- Church: Melkite Greek Catholic Church
- Appointed: 1724
- Term ended: 1775

Orders
- Consecration: 1724 (Bishop) by Neophytos Nasri

Personal details
- Born: Ma'loula
- Died: 1776

= Euthymius Fadel =

Euthymius Fadel of Ma’loula (died 1776) was bishop of Zahle and Forzol of the Melkite Greek Catholic Church and took a preeminent part in the 1724 split of the Melkite Church.

==Life==
Euthymius Fadel was born in Ma'loula, Syria and he entered in the Basilian Salvatorian Order. On September 25 1724 he was consecrated Bishop by the pro-Catholic bishop of Saidnaya, Neophytos Nasri, and the following week, on October 1, 1724 he co-consecrated Cyril VI Tanas as bishop and Patriarch of the Melkite Church, so originating the split of the Melkite Church.

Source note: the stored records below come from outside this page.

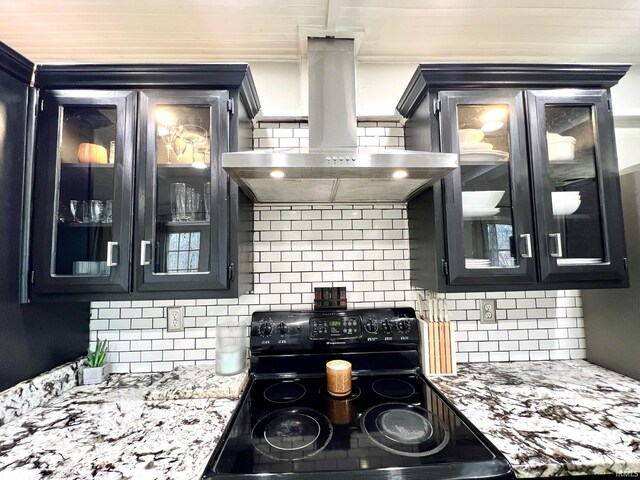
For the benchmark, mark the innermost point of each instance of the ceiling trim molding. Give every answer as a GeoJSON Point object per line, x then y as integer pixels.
{"type": "Point", "coordinates": [14, 64]}
{"type": "Point", "coordinates": [505, 75]}
{"type": "Point", "coordinates": [626, 121]}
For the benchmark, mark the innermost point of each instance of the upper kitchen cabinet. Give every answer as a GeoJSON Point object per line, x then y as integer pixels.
{"type": "Point", "coordinates": [535, 202]}
{"type": "Point", "coordinates": [131, 201]}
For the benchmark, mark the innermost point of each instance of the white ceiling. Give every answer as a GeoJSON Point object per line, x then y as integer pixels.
{"type": "Point", "coordinates": [386, 30]}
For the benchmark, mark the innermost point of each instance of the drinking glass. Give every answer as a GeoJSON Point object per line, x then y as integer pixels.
{"type": "Point", "coordinates": [74, 208]}
{"type": "Point", "coordinates": [190, 203]}
{"type": "Point", "coordinates": [196, 206]}
{"type": "Point", "coordinates": [207, 200]}
{"type": "Point", "coordinates": [96, 211]}
{"type": "Point", "coordinates": [86, 211]}
{"type": "Point", "coordinates": [108, 212]}
{"type": "Point", "coordinates": [178, 201]}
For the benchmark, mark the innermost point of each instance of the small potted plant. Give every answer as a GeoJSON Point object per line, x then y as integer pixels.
{"type": "Point", "coordinates": [96, 369]}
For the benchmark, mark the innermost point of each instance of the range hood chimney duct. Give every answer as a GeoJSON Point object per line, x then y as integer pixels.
{"type": "Point", "coordinates": [332, 93]}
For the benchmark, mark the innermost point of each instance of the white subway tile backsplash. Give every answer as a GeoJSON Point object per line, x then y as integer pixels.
{"type": "Point", "coordinates": [362, 247]}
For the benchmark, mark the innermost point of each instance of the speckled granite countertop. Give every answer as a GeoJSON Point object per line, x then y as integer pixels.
{"type": "Point", "coordinates": [147, 426]}
{"type": "Point", "coordinates": [552, 418]}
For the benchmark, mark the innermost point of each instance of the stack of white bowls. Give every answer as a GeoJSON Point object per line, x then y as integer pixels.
{"type": "Point", "coordinates": [565, 203]}
{"type": "Point", "coordinates": [481, 203]}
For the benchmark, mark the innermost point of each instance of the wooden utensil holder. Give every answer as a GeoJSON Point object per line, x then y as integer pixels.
{"type": "Point", "coordinates": [437, 348]}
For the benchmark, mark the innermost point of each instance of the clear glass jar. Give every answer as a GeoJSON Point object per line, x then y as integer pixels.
{"type": "Point", "coordinates": [231, 350]}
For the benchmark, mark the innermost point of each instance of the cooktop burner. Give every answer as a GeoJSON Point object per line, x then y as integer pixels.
{"type": "Point", "coordinates": [285, 392]}
{"type": "Point", "coordinates": [404, 429]}
{"type": "Point", "coordinates": [292, 434]}
{"type": "Point", "coordinates": [393, 388]}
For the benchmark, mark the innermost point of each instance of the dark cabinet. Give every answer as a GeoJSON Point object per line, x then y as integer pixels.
{"type": "Point", "coordinates": [576, 183]}
{"type": "Point", "coordinates": [83, 208]}
{"type": "Point", "coordinates": [182, 232]}
{"type": "Point", "coordinates": [131, 201]}
{"type": "Point", "coordinates": [535, 202]}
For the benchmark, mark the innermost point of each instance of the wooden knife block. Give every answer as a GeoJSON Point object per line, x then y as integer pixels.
{"type": "Point", "coordinates": [438, 353]}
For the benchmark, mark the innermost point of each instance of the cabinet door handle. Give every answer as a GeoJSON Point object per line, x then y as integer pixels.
{"type": "Point", "coordinates": [558, 241]}
{"type": "Point", "coordinates": [110, 256]}
{"type": "Point", "coordinates": [143, 252]}
{"type": "Point", "coordinates": [527, 239]}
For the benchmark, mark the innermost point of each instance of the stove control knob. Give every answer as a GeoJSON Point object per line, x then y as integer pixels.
{"type": "Point", "coordinates": [403, 325]}
{"type": "Point", "coordinates": [371, 326]}
{"type": "Point", "coordinates": [282, 328]}
{"type": "Point", "coordinates": [266, 329]}
{"type": "Point", "coordinates": [386, 326]}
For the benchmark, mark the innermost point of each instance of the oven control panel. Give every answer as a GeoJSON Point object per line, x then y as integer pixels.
{"type": "Point", "coordinates": [338, 327]}
{"type": "Point", "coordinates": [366, 329]}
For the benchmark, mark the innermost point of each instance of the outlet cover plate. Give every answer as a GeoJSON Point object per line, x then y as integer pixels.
{"type": "Point", "coordinates": [488, 311]}
{"type": "Point", "coordinates": [175, 319]}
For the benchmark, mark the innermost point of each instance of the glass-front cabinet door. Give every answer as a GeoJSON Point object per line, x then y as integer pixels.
{"type": "Point", "coordinates": [83, 191]}
{"type": "Point", "coordinates": [487, 200]}
{"type": "Point", "coordinates": [183, 195]}
{"type": "Point", "coordinates": [580, 233]}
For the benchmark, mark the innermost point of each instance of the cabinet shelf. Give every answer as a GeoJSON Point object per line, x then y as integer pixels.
{"type": "Point", "coordinates": [86, 165]}
{"type": "Point", "coordinates": [85, 224]}
{"type": "Point", "coordinates": [180, 166]}
{"type": "Point", "coordinates": [190, 223]}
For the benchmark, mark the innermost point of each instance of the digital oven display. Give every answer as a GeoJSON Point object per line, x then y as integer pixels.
{"type": "Point", "coordinates": [334, 327]}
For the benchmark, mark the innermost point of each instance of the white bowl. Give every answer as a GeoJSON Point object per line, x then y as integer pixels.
{"type": "Point", "coordinates": [481, 199]}
{"type": "Point", "coordinates": [561, 149]}
{"type": "Point", "coordinates": [470, 135]}
{"type": "Point", "coordinates": [565, 203]}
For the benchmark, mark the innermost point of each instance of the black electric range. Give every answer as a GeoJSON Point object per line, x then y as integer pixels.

He lived later in his diocese, but after persecutions from the Orthodox party, he had to move to Basilian Monastery of the Holy Saviour at Joun near Saida, Lebanon, where, as most of the Basilian monks, he became a partisan of Athanasius Jawhar in the clashes with Patriarch Theodosius V Dahan which signed the history of the Melkite Church in the 18th century. In this frame, a few days after 23 December 1763 he consecrated as bishop the future patriarch Cyril VII Siaj. This consecration was considered illegal and he was suspended from his functions till the appeasement in 1768. In 1775 he resigned as bishop of Zahle and Forzol, and he died in 1776.